2. この実験には放射性セシウム134や137ではなく、放射性物質ではない安定性セシウムが使用された。このため、放射線を出さないので、実際の焼却施設において試料採取系が捕捉する微量の放射性物質を測定する時に用いられるゲルマニウム半導体検出器は使用されず、検出感度が悪いイオンクロマトグラフ分析法で実験が行われた。検出感度が悪いイオンクロマトグラフ分析法でセシウムを検出するために実際の焼却施設で試料採取系に吸引される排ガスに含まれる放射性セシウムよりもずっと多量のセシウムが実験に使用された(配布資料P5に「10桁程度はるかに高い濃度レベルでの実験条件である」と記載)。

従って、この実験は実際における排ガス中の放射性物質の測定と等価性がないことになり、排ガス中の放射性物質の試料採取系に対する検証試験にはならない。

ごく微量(化学分析が不可能なレベル「放射化学の領域」)の物質は、化学分析ができるレベルの量の物質と異なる挙動を示すという事実があるにもかかわらず、実際における排ガス中の放射性物質の測定とこの実験との間に等価性があるかのように結論づけた理由と科学的根拠を示されたい。

3. 今回の実験については、塩化セシウムの融点は645℃であり、200℃まで冷却されれば固体化するのでほとんど円筒ろ紙で捕捉されると予想していたので、予想通りの結果と言える。

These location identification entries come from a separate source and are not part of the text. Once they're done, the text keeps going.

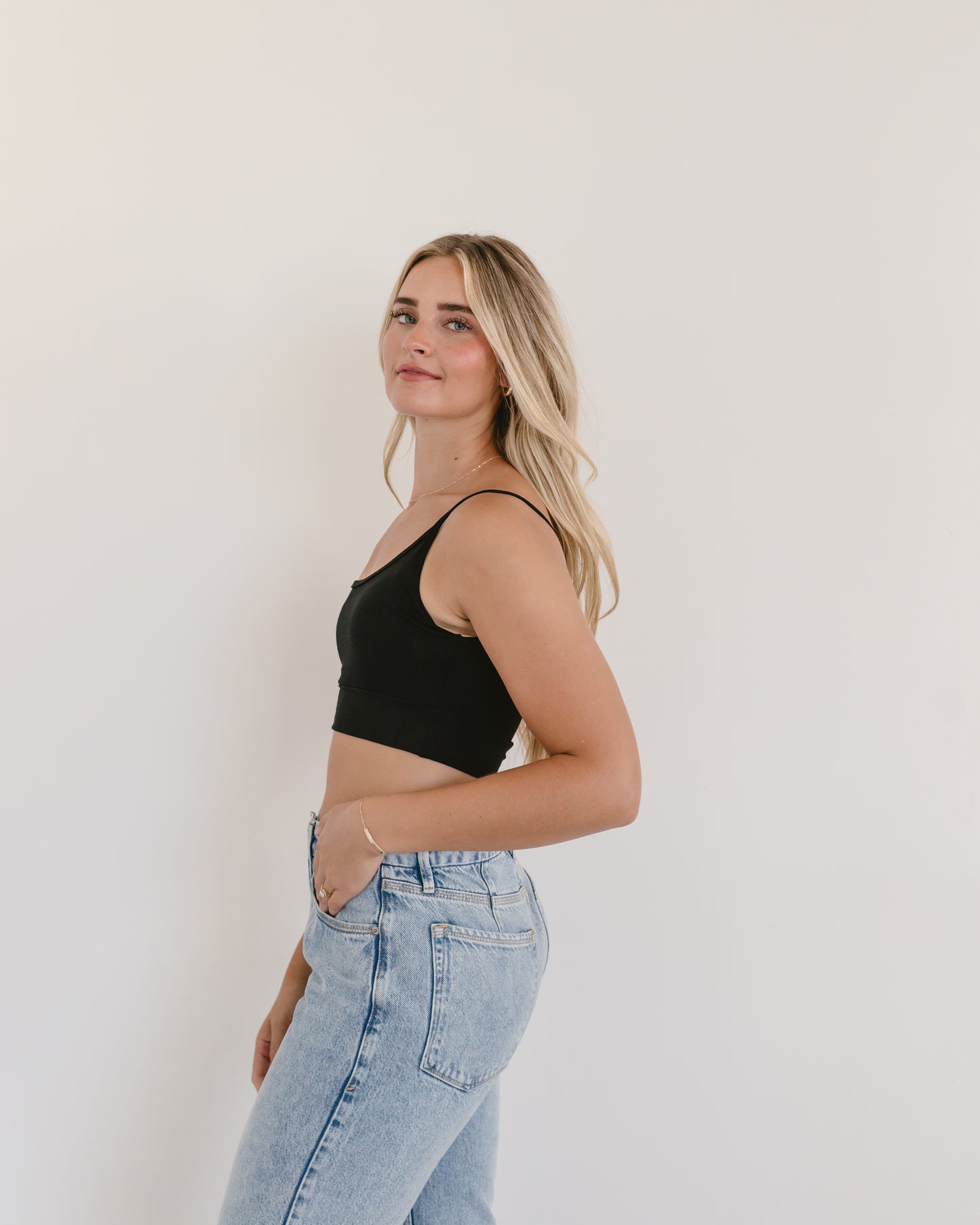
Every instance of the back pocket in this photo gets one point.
(484, 988)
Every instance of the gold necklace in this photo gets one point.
(451, 482)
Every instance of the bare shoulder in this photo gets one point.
(503, 522)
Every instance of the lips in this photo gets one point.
(416, 372)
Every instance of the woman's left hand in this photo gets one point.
(343, 861)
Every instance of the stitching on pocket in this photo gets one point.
(484, 989)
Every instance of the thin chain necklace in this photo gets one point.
(452, 482)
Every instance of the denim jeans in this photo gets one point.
(381, 1104)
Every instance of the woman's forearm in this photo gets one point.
(548, 802)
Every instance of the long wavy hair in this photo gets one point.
(534, 428)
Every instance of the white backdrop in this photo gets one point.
(762, 1001)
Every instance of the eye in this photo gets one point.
(399, 311)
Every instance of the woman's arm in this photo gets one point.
(509, 579)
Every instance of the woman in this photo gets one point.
(379, 1065)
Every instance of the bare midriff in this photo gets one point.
(358, 767)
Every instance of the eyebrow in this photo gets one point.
(413, 302)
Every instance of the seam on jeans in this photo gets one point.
(484, 899)
(342, 1095)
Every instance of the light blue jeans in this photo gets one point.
(381, 1104)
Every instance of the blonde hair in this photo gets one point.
(536, 424)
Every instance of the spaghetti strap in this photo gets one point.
(512, 494)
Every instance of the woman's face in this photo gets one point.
(431, 328)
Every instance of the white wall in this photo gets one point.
(762, 1001)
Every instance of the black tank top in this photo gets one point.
(410, 684)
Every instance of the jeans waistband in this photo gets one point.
(424, 860)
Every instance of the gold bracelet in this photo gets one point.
(370, 840)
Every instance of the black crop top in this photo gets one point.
(412, 684)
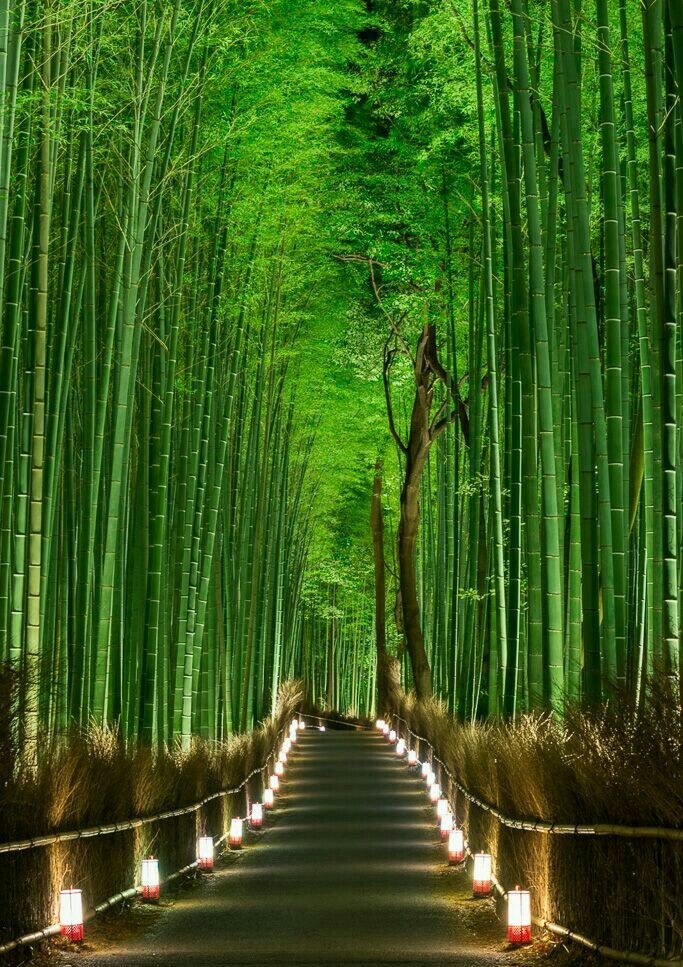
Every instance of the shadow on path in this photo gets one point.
(349, 871)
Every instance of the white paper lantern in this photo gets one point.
(456, 846)
(150, 878)
(235, 836)
(256, 817)
(71, 914)
(481, 879)
(205, 852)
(519, 916)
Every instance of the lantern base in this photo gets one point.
(519, 935)
(73, 932)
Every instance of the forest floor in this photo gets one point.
(349, 870)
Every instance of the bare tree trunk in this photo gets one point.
(407, 538)
(388, 668)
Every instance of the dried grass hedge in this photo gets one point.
(618, 764)
(93, 778)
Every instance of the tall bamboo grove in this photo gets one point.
(151, 541)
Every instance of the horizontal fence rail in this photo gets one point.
(54, 929)
(623, 956)
(48, 839)
(542, 826)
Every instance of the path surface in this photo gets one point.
(348, 872)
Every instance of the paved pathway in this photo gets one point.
(349, 872)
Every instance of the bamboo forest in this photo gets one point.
(341, 376)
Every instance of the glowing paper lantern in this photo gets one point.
(446, 824)
(150, 879)
(235, 837)
(456, 846)
(481, 880)
(71, 915)
(256, 818)
(442, 807)
(205, 852)
(519, 916)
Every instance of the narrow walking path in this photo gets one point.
(349, 872)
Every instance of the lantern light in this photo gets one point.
(456, 846)
(205, 852)
(519, 916)
(256, 818)
(150, 878)
(235, 837)
(71, 914)
(481, 880)
(446, 825)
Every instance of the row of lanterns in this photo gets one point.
(71, 901)
(519, 901)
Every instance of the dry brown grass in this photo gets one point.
(617, 765)
(93, 778)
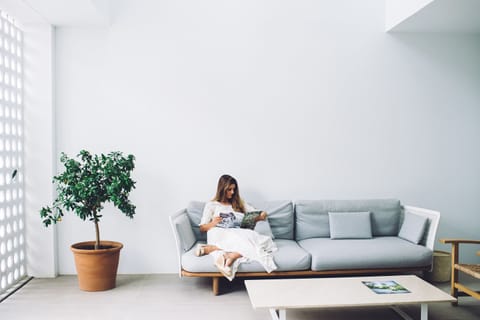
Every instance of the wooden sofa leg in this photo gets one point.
(215, 285)
(454, 275)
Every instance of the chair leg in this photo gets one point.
(215, 285)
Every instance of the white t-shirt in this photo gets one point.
(214, 208)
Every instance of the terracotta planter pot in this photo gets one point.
(96, 269)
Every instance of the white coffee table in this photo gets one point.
(278, 295)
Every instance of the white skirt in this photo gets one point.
(250, 244)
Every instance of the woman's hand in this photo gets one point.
(262, 216)
(211, 224)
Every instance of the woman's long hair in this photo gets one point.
(224, 183)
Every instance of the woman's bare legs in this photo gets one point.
(230, 258)
(209, 248)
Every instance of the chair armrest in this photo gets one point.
(458, 241)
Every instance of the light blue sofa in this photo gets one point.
(324, 237)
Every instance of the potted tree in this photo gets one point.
(83, 188)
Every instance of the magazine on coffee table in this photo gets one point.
(385, 287)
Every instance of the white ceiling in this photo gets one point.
(438, 16)
(60, 12)
(452, 16)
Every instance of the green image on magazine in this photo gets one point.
(385, 287)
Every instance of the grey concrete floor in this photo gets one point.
(166, 296)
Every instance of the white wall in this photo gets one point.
(297, 99)
(39, 141)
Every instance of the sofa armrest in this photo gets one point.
(458, 241)
(178, 240)
(433, 221)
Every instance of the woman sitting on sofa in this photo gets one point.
(228, 245)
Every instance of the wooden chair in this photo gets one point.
(456, 288)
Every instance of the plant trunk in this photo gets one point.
(97, 232)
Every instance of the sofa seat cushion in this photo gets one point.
(289, 257)
(374, 253)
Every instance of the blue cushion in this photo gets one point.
(185, 232)
(374, 253)
(263, 227)
(195, 212)
(280, 217)
(350, 225)
(413, 227)
(312, 219)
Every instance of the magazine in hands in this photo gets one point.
(249, 219)
(228, 220)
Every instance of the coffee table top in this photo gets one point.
(339, 292)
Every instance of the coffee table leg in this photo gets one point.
(279, 314)
(424, 312)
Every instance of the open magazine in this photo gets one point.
(248, 221)
(385, 287)
(228, 220)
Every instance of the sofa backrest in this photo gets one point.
(312, 219)
(280, 217)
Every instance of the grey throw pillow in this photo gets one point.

(参考)大阪市の実験配布資料「放射性物質の測定方法 に関する確認について」のまとめに記載された文章「国ガイドラインで示された排ガス採取装置での捕集実験において、セシウムは円筒ろ紙で全て粒子状として捕捉された。」

しかし、驚いたことがある。それは環状電気炉内の試験容器(800℃)内に器に入れた塩化セシウム(試薬)を挿入した後、試験容器内で器と塩化セシウム(試薬)の温度が800℃に達する時間を取らずに直ちに吸引を始めたことである。しかも、試験装置内に吸引される空気は800℃に管理された空気ではなく、実験室内の空気(25℃程度と思われる)である。

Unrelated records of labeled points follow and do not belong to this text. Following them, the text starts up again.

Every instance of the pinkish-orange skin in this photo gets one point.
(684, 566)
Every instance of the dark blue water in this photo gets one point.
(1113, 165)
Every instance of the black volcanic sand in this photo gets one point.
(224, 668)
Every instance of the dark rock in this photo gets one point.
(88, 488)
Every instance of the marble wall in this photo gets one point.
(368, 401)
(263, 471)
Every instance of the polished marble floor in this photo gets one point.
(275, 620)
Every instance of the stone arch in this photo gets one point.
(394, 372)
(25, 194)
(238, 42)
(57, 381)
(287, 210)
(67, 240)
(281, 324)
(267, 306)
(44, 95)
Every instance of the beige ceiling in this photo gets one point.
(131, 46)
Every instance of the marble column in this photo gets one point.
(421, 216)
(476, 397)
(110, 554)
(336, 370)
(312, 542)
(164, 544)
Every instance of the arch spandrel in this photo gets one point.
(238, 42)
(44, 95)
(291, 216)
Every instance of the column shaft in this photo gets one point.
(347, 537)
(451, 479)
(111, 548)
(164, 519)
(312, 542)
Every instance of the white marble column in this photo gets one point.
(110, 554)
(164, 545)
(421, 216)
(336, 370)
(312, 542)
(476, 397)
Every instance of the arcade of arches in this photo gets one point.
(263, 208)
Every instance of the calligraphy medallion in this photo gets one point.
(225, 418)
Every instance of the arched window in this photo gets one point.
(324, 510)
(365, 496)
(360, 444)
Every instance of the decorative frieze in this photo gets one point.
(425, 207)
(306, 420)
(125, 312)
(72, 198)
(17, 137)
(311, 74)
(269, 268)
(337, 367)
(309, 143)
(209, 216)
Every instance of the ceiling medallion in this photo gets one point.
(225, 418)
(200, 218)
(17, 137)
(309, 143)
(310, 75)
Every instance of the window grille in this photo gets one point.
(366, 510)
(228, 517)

試験容器、器、塩化セシウムは物理的に接しているため、熱が伝わりやすいので、塩化セシウムの温度は、試験容器の温度800℃まで達しないとしても融点645℃を越える温度まで達して、塩化セシウムは気化しているものがあるのだろうが、温度管理上問題がある。

また、気化した塩化セシウムは器から離れるので、吸引された実験室内の空気(15L/分=250mL/秒の流量である)によって冷却され、すぐに固体化すると考えられる。ろ紙の部分に温度を200℃に保つためにヒータが取り付けられているが、25℃程度の実験室内の空気が絶えず流入しているのであるから、気化した塩化セシウムを200℃に保つ効果はない。実験と呼ぶには、あまりにも温度管理ができていない。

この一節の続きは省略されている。